Début 2015, une réunion du bureau exécutif convoqué par Marine Le Pen doit décider du sort du fondateur du FN. Florian Philippot suggère d'évincer purement et simplement ce dernier. "Je ne ferai jamais de politique contre mon père", répond alors Marine Le Pen, selon les propos rapportés par son ancien numéro 2. 

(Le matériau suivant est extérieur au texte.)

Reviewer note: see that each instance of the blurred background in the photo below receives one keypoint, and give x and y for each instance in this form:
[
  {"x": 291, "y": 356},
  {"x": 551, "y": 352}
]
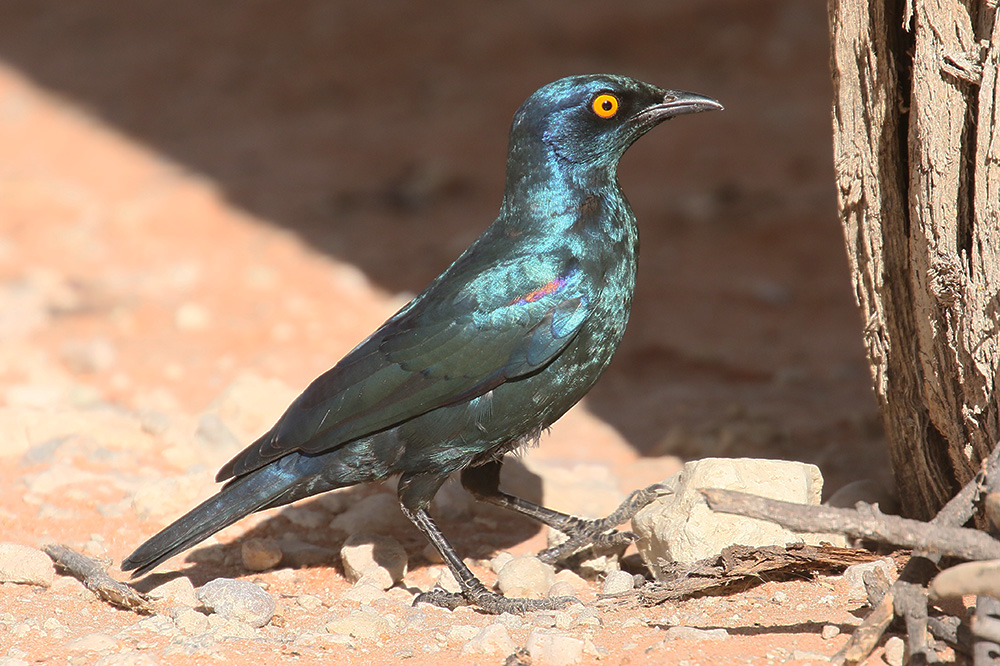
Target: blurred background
[{"x": 190, "y": 192}]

"Il fallait prendre une décision"

Finalement, Marine Le Pen va céder. Son père est exclu de la présidence d'honneur. "Ça a été horrible", raconte-t-elle dans notre document. "Parfois je me disait : 'Est-ce que tu as fait ça ? Il a fondé ce mouvement, il en a été quarante-cinq ans le président... Est-ce que tu peux faire ça ?'" "Nous sommes père et fille, ce que nous pouvons nous faire reste une souffrance", confie celle qui n'a revu officiellement Jean-Marie Le Pen que lorsque ce dernier a connu des problèmes de santé, l'an dernier. 


Malgré tout, estime Marine Le Pen, "il fallait prendre cette décision. Ça a été une décision extrêmement difficile à prendre, mais c'est moi qui l'ai prise". La présidente du RN insiste : "On ne pouvait pas faire autrement, c'était ça ou la disparition du mouvement".